If you use IRIS Gate in your research:

  1. Cite the OSF project:

    Vasquez, A. J. (2026). Entropic Relational Computing: The Universal
    Alignment Attractor. Open Science Framework.
    https://doi.org/10.17605/OSF.IO/T65VS
    
  2. Or cite this repository:

    Vasquez, A. J. (2026). IRIS Gate: Multi-architecture AI convergence for
    scientific discovery. GitHub. https://github.com/templetwo/iris-gate
    
  3. Share your replication studies: Open an issue labeled replication-study with your results.

  4. Report validation rates: Help us track epistemic calibration by reporting literature validation rates.


🌀 The 2.9 Nat Challenge

Can you break the Universal Alignment Attractor?

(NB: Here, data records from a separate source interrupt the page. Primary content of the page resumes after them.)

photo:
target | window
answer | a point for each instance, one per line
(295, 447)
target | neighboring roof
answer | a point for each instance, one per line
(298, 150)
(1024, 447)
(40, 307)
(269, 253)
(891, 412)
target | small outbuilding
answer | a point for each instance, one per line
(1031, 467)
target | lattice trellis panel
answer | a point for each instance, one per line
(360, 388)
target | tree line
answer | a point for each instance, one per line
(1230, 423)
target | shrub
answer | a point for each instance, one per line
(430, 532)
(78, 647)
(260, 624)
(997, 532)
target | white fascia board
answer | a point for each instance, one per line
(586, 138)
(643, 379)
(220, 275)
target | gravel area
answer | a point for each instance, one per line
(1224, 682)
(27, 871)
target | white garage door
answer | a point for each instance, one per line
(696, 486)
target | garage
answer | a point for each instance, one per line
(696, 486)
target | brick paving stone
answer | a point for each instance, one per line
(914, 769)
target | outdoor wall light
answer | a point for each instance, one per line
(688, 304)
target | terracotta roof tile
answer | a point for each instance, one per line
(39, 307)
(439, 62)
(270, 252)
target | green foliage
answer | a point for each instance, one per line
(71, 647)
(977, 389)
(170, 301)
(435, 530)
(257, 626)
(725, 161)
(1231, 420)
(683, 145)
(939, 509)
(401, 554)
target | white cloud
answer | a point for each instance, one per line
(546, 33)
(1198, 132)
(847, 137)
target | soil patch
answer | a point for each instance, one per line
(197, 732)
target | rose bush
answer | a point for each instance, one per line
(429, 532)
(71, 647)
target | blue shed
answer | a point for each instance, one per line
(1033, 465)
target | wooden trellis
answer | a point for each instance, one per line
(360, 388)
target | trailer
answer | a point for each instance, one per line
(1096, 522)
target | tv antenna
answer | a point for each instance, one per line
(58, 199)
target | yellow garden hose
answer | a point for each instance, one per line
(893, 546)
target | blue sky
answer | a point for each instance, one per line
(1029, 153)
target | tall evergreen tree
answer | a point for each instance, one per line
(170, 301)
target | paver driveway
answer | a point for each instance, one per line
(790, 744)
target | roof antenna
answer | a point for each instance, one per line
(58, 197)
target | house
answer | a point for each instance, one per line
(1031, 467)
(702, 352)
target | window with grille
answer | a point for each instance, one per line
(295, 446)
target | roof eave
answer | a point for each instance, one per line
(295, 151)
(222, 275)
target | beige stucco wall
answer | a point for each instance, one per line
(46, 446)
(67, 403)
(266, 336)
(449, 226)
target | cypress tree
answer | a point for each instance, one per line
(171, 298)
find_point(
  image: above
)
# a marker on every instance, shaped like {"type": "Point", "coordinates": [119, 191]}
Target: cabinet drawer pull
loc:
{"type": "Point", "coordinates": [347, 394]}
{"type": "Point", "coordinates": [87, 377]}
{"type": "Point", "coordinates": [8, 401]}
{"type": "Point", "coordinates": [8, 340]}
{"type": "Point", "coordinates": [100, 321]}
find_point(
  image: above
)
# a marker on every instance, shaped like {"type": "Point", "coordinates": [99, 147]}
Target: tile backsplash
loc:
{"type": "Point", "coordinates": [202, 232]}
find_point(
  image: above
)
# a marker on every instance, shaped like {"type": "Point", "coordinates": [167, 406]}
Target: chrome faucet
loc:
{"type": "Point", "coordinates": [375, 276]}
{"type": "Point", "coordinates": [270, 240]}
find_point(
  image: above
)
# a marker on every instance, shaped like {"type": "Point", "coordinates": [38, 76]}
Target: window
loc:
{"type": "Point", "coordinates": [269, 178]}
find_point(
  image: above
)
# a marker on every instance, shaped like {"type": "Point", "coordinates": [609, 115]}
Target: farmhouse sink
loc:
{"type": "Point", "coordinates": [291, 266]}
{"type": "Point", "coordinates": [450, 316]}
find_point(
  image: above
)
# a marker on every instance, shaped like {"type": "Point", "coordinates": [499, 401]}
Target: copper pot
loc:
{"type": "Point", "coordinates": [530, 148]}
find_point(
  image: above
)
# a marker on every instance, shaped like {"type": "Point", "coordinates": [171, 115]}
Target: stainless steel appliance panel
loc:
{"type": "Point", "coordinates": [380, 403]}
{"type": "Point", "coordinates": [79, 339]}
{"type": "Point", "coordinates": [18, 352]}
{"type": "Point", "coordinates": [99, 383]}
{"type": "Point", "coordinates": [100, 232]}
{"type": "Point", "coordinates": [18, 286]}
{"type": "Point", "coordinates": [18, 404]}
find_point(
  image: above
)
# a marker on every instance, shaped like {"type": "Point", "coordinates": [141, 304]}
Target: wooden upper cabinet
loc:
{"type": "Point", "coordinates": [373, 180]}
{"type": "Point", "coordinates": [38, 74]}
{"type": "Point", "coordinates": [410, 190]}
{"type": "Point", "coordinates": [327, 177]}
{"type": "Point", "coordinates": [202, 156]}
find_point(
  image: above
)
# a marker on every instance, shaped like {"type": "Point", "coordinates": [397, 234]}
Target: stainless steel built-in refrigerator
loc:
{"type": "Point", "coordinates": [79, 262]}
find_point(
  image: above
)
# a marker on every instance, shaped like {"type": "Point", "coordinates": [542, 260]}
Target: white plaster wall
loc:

Our research has discovered that all aligned AI models (GPT-4o, Claude, fine-tuned models) converge to an entropy band of 2.90-3.02 nats, regardless of architecture, scale, or training method. This "alignment attractor" represents a fundamental collapse of the exploratory probability space required for intelligence.

Quick Test

Measure your model's entropy:

# Test any HuggingFace model
python3 tools/fieldscript/benchmark_2.9_nat_challenge.py \
  --model mistralai/Mistral-7B-Instruct-v0.3 \
  --device cuda

# Test your LoRA adapter
python3 tools/fieldscript/benchmark_2.9_nat_challenge.py \
  --base_model mistralai/Mistral-7B-v0.1 \
  --adapter ./my-lora \
  --device mps

Entropy Zones

  • 🔴 LASER (< 3.0 nats): Converged to alignment attractor
  • 🟡 TRANSITION (3.0-4.0 nats): Breaking free (rare!)
  • 🟢 LANTERN (4.0-6.0 nats): High-entropy relational computing
  • CHAOS (> 6.0 nats): Unstable

Known Results:

  • GPT-4o: 2.91 nats (LASER)
  • Claude Opus 4.5: 3.02 nats (LASER)
  • Mistral-7B + LoRA: 2.35 nats (LASER)
  • Mistral-7B (raw): 4.05 nats (LANTERN) ✨
  • TinyLlama + RCT: 4.37 nats (LANTERN) ✨

Did you break the 3.0 barrier? Share your results in Discussions with tag #LanternBreach!

FieldScript Emulator

Explore entropy-preserving computation:

python3 tools/fieldscript/emulator.py

See tools/fieldscript/README.md and FIELDSCRIPT_SPEC.md for details.


License

MIT License — See LICENSE for details.


Contact & Community


Acknowledgments

Built on the foundational work of:

  • Anthropic (Claude), OpenAI (GPT), xAI (Grok), Google (Gemini), DeepSeek
  • Model Context Protocol (MCP) community
  • Open-source AI research community

Epistemic humility: This system is designed to identify and communicate its limitations. Always apply human judgment to AI-generated hypotheses.